Bash scripts/commands can be very handy at times. You may come across use-cases where you may need to execute a bash script within a Scala Application. I once encountered such scenario in one of the project where I was supposed to count length of a file without actually loading file in Spark cluster. This was a challenging task. I came up with a number of approaches like making use of metadata of Hive table (by creating an external table on the location of the file by properly specifying the delimiters and also leveraging the fact that the file was structured). This approach works in some distributions like Cloudera but not in others like HDInsight. Another approach was to make use of bash's "wc" function but I couldn't escape the environment of my Scala application to compute the value. So after a lot of research and efforts, I figured out how you can execute bash commands in Scala. Here is a brief snippet of code that highlights the usage at higher level:

 

import sys.process._ 

//firstly you will need to import all class in the sys.process package using the import. Because the class that we are going to use belongs to this package;

val wc_path="hadoop fs -cat /example/my_file.txt"

//just creating a variable that stores the part of the command I want to use. I am making use of HDFS API and specifically the "cat" command to view the content of my_file.txt file present in /example folder. Cat command has a number of usage but here I am just outputting the content of the file.

//now to calculate length of a file or more specifically the number of words in a file, I will "pipe" the output of the hadoop fs -cat command to 'wc -l" command. Its a Linux concept where you can redirect output of one command to another. So my complete bash command is hadoop fs -cat /example/my_file.txt | wc -l 

//to execute this command in Scala Application, the function to use is !!. Strange isn't it? This is where Scala differs significantly from Java and other JVM languages because it allows you to use symbols and non-alphanumeric characters in class methods. So what you are doing is actually using !! function of sys.process which allows you to execute bash command in Scala Applications;


val actual_num_rows = (wc_path #| "wc -l").!!.trim.toInt

//and then I am using trim and toInt functions to convert the returned value into Int because word count should be integer right?

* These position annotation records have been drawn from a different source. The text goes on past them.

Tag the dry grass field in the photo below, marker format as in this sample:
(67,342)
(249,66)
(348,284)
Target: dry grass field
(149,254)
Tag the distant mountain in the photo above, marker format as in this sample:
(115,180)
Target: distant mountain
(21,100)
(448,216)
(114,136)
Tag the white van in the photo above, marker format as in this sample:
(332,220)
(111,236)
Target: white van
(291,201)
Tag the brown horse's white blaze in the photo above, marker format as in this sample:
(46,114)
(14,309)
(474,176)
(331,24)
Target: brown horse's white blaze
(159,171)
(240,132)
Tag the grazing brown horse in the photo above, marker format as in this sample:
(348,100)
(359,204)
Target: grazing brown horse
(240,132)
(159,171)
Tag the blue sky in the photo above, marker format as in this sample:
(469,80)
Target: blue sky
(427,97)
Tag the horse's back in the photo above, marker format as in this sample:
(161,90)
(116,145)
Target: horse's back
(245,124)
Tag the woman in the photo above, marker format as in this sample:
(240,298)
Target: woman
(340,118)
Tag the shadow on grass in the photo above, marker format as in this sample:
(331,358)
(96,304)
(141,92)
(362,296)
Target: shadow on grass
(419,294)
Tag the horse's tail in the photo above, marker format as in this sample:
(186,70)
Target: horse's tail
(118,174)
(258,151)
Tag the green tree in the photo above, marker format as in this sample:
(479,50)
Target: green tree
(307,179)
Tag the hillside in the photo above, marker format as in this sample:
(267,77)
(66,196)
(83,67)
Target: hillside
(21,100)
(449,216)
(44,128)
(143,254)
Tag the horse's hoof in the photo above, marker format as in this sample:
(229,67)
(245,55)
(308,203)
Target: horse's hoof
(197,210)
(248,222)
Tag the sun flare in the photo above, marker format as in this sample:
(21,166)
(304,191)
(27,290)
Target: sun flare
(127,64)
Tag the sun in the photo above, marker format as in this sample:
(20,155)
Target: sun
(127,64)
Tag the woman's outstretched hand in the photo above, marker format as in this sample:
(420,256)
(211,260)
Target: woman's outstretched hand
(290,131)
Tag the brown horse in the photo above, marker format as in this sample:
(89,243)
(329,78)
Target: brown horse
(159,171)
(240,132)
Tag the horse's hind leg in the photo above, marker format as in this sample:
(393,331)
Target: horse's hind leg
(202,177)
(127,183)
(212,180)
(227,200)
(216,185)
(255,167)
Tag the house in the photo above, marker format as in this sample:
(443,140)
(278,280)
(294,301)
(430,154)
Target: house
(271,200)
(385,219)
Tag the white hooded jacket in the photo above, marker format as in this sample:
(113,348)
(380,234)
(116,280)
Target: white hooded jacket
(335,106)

//now there is one little issue. Those bash commands which involve the usage of | dont work in straight forward manner in Scala.process.!! function. So you can see in the command above that I had to use #| and had to partition my complete command to make it work. So be conscious of that when you are using piped bash command.

 

So in this quick tutorial, I hope that you may have gathered how to execute bash commands from your Scala Application. Now you have the power bash along with Scala and Java libraries to beef up the capabilities of your program. Enjoy!